The VDC AutoID team attended this year’s NRF in full force. With vendors representing all of the core AutoID markets, including MCET, RFID and Barcode, there were many new and innovative retail-targeted products to see relevant to each of the practice’s coverage areas. The following are a few broader observations from day 1 in the Big Apple:
- Hardware is becoming increasingly less important, and more vendors realize it. Conversely, software, and, more importantly, the functionality it enables, is the critical issue for retailers. Some hardware and solution vendors have been aware of this dynamic for some time now. Others, we think, have only recently awakened to this reality. This is more often (but not always) true in the case of large-scale, enterprise-focused vendors of retail automation and customer engagement solutions that have historically pursued differentiation via hardware ruggedness, lifecycle, and so forth rather than ease-of-use, intuitive functionality and application innovation. During conversations throughout the show, it was evident that several large-scale, traditionally hardware-focused vendors have pivoted to a broader focused strategy—one that seeks to differentiate on innovative software and functionality in addition to hardware.
- Traditional POS terminal refreshes contribute to mPOS growth. The common strategic drivers behind the recent explosion in retailers’ mPOS investment are well documented, and include improved labor utilization and efficiency, better customer service and employee empowerment. However, during our time at NRF 2013, we validated another, more pragmatic factor playing a role in mPOS’ rapid growth: stationary POS terminal refreshes. As merchants update traditional POS systems, vendors indicated that mobile terminals are usually included in their next-generation solution evaluation process. The stationary vs. mobile conversation is different for every retailer, and depends on variables including store format, sub-vertical and strategic/operational objectives, but increasingly the final solution is comprised at least in part by mPOS. While we expect this trend to continue throughout 2013 and well into the future, at the same time we believe stationary POS will remain relevant for many types of retailers as well.

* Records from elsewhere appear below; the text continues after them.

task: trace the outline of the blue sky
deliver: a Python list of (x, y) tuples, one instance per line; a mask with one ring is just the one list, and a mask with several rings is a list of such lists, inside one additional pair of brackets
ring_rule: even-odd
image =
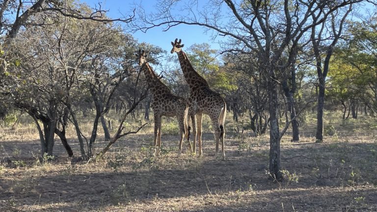
[[(134, 3), (139, 3), (141, 1), (146, 12), (152, 11), (157, 0), (81, 0), (85, 2), (91, 7), (94, 7), (98, 2), (101, 2), (103, 9), (109, 10), (108, 15), (111, 18), (117, 18), (130, 14), (129, 11), (135, 6)], [(196, 26), (181, 25), (171, 28), (167, 31), (163, 31), (163, 27), (160, 26), (148, 30), (146, 33), (138, 31), (133, 34), (134, 38), (140, 42), (146, 42), (158, 46), (166, 51), (171, 50), (170, 42), (175, 38), (181, 39), (182, 43), (188, 48), (194, 44), (207, 43), (213, 49), (218, 50), (220, 47), (216, 42), (211, 39), (212, 33), (205, 32), (205, 28)]]

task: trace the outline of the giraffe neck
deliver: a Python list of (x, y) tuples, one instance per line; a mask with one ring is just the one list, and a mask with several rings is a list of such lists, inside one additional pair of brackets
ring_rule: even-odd
[(192, 90), (202, 87), (209, 87), (208, 83), (204, 78), (195, 71), (186, 53), (181, 51), (177, 53), (178, 55), (178, 59), (183, 75), (190, 89)]
[(171, 92), (169, 88), (156, 75), (155, 72), (147, 62), (142, 65), (142, 68), (145, 78), (149, 85), (151, 91), (154, 96), (159, 95), (170, 94)]

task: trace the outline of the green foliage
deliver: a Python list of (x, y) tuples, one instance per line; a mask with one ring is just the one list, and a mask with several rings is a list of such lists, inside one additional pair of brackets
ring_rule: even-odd
[(124, 164), (126, 156), (122, 155), (117, 155), (115, 158), (108, 162), (108, 165), (111, 168), (114, 172), (117, 172), (120, 167)]
[(55, 156), (53, 155), (49, 155), (47, 153), (43, 154), (43, 161), (45, 162), (51, 161), (55, 159)]
[(12, 160), (12, 165), (17, 168), (20, 168), (26, 166), (26, 163), (23, 160)]

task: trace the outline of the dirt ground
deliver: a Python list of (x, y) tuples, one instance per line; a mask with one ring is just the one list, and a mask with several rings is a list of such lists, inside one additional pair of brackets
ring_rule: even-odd
[[(204, 157), (177, 154), (177, 136), (163, 135), (162, 155), (152, 154), (151, 133), (116, 143), (105, 159), (69, 159), (56, 139), (53, 161), (40, 164), (38, 137), (0, 138), (0, 211), (377, 211), (377, 133), (342, 132), (316, 143), (281, 145), (285, 180), (269, 179), (268, 137), (226, 136), (226, 159), (203, 135)], [(96, 144), (97, 150), (105, 142)], [(184, 146), (184, 149), (187, 149)]]

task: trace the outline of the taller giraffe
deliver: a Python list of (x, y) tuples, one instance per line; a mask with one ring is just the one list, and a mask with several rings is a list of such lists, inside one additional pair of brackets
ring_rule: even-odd
[[(171, 53), (176, 53), (178, 55), (179, 63), (187, 83), (190, 88), (190, 96), (188, 98), (190, 109), (188, 114), (192, 121), (194, 134), (193, 151), (196, 152), (196, 122), (197, 122), (197, 135), (198, 136), (199, 155), (202, 151), (202, 121), (203, 114), (209, 115), (212, 125), (215, 129), (215, 139), (216, 141), (216, 153), (218, 153), (219, 140), (221, 141), (222, 155), (225, 159), (224, 148), (224, 138), (225, 131), (224, 124), (226, 115), (226, 104), (220, 94), (210, 89), (208, 83), (191, 65), (186, 54), (182, 50), (184, 44), (181, 44), (181, 40), (176, 39), (171, 42), (173, 49)], [(196, 115), (196, 119), (195, 119)]]
[(160, 155), (161, 149), (161, 118), (162, 116), (176, 116), (180, 130), (179, 153), (182, 151), (183, 139), (187, 138), (188, 147), (192, 148), (189, 140), (189, 132), (187, 125), (188, 105), (186, 99), (173, 95), (167, 86), (156, 75), (152, 67), (146, 59), (144, 51), (139, 50), (136, 54), (137, 60), (149, 86), (153, 98), (151, 107), (153, 110), (155, 119), (154, 142), (155, 153)]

- The m.Wallet war rages on with no end in sight: The struggle to establish broader adoption in the m.Wallet and contactless payment ecosystem is as highly contested as ever, both in the context of which stakeholder(s) own the m.Wallet (a single retailer, a multi-retailer consortium, the MNOs, etc.) and in regards to enabling technology (mobile barcode, NFC, cloud-based). At this point in time, there is no certainty as to which of these entities and enabling technologies will be successful in the long term. Valid arguments exist both for and against these prospective m.Wallet owners as well as each enabling technology, and all were represented on the NRF show floor. Ultimately, consumers have the final say as to which stakeholders and enabling technologies win. Without consumers’ approval—i.e., their adoption and ongoing use—no m.Wallet or contactless payment technology will be successful in the long term.